Logos follows an unnamed boy for the majority of the book as he survives a primal land. He loses his parents to the night-beasts, and saves his newborn brother. The first part of the book covers the brothers purely surviving the harsh landscape as they travel to the mountains, where the eldest believes their parents are waiting with the sun god, Aeos. It shows the desperation of people simply trying to live, where water and food are dangerously scarce. The boys are attacked by men and beasts over the course of their journey, and when they finally reach the mountains, the boys are old enough to be considered young adults (or that’s how I read them to be). Lightning strikes a tree and starts a fire. This fascinates the boys and they cultivate the fire, feeding it so it stays alive. The youngest convinces his brother to keep it large enough to be a signal to others in the vicinity, hoping their curiosity about the light and smoke will bring people to them.

The rise of this community is such a fascinating look at how socialization works.
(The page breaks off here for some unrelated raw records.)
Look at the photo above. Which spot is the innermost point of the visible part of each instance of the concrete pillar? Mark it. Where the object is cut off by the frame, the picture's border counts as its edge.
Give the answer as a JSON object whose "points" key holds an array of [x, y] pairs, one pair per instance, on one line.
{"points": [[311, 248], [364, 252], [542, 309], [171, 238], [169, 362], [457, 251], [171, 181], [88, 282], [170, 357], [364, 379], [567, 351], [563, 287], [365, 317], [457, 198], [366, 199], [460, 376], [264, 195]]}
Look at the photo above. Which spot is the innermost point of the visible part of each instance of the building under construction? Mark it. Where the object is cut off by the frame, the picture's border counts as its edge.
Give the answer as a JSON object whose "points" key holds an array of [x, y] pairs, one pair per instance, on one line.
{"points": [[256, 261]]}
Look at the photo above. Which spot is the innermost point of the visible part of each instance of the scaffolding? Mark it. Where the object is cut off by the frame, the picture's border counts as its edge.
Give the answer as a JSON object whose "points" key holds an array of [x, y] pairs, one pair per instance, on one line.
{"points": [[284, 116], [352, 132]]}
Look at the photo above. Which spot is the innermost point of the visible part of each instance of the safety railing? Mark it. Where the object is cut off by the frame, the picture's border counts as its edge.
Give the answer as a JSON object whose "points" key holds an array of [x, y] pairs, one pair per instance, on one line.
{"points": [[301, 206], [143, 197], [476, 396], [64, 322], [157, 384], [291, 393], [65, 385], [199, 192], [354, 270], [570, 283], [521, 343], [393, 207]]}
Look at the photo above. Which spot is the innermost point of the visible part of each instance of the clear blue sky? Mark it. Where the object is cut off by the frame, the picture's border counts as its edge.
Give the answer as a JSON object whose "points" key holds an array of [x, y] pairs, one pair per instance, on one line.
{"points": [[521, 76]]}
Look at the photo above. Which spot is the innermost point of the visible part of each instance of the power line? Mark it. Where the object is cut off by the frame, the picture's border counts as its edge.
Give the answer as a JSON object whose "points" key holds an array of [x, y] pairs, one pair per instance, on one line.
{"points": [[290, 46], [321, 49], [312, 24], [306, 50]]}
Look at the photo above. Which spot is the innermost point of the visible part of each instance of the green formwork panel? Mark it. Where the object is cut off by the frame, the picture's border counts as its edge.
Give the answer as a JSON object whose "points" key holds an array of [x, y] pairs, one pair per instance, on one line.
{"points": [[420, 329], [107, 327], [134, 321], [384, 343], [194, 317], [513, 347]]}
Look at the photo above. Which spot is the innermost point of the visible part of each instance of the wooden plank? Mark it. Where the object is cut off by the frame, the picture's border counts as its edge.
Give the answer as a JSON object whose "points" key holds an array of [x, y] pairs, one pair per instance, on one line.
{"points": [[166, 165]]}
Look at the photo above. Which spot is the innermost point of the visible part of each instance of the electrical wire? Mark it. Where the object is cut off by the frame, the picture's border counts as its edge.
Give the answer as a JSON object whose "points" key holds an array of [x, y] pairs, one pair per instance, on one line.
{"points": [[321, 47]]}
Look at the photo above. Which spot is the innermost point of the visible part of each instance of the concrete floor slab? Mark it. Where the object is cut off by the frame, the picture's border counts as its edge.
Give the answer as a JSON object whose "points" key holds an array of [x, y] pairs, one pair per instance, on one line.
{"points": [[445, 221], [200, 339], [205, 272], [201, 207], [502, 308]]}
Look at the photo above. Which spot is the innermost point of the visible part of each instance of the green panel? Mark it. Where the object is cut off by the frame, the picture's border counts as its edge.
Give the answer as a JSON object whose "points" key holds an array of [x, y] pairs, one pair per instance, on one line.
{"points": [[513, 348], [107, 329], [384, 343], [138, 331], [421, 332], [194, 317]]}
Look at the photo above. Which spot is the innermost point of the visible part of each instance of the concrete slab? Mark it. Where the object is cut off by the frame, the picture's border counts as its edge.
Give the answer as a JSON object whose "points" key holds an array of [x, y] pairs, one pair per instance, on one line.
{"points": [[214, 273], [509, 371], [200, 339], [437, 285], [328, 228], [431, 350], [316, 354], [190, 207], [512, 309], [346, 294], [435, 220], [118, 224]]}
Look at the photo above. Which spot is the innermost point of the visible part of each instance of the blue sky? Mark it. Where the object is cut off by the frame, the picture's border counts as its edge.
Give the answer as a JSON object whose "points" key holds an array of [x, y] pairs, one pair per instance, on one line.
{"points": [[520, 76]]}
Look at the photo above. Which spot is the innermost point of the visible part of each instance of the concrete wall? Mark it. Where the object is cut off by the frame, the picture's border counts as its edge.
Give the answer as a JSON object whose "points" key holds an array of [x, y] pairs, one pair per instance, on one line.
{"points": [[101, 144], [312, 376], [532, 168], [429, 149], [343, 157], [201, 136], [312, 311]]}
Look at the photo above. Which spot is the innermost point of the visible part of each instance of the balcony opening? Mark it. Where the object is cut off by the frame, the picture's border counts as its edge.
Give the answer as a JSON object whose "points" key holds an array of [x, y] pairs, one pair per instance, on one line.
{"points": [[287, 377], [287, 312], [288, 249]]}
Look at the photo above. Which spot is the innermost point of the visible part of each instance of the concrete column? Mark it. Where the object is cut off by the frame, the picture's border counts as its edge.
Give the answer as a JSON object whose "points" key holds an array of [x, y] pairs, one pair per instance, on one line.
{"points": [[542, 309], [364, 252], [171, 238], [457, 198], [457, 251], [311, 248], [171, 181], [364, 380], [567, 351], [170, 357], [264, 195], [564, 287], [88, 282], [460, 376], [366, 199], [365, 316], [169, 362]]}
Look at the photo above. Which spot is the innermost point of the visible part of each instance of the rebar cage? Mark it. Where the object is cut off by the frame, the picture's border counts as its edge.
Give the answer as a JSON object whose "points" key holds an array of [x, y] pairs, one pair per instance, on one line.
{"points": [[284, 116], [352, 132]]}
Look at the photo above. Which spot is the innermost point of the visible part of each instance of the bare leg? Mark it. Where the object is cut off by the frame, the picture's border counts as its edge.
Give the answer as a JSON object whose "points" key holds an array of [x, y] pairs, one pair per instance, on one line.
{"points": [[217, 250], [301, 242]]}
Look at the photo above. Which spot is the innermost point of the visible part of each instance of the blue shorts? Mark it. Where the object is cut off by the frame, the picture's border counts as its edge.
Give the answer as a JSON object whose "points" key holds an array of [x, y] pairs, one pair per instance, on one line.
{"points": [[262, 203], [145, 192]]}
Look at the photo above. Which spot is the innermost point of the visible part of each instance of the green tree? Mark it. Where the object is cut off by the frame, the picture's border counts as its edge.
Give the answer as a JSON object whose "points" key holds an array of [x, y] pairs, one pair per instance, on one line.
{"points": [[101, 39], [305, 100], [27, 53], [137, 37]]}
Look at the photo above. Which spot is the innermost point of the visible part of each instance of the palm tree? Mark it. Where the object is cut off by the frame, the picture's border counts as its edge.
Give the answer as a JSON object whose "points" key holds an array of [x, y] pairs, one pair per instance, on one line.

The boys are considered gods because they can hold the fire (on a stick, without burning their hands), and they can carry the fire. This sets up a dichotomy between them where the eldest becomes the more determined to build solidarity, to have sameness. Make sure people can speak the same language, ignoring the fact he’s bulldozing over other languages and practices in favor of his own creation. The boys are given names, Leos (the younger) who wears the skull and fur of a lion he killed, and Ra who wears the skull of an eagle (or some other large bird) he battled.

There is an inevitability toward the end I won’t spoil, but what I liked so much about this was how clear the progression of understanding and coherent thought became as the story went on. The boys grew into men and their minds became their own, and that strong characterization showed how even when the world is full of unknown dangers and death, the more their minds worked, the more the world made sense.

I don’t feel as though I’m properly explaining myself because it felt like recognizing something from before, like there’s an inherent desire to be. The brothers went in different directions with their curiosities and understandings of the same world they were presented. The eldest had far more experience in the danger than the younger, and so his was caution until it became maniacal. The youngest had the innocence of curiosity unfiltered by those experiences.

I think this was a solid book to start the year off with, and I recommend it. It is rather dark and depraved in places, but I found that added to the primitive nature of the world in which the brothers lived. When one exhibits too radical a deviation from the comfort of routine, the other offers a balance and a command to return to familiarity. By the end, it’s a book about a boy trying to do the best he can for his little brother. It’s a deeply thought provoking book. I give this 8/10 stars.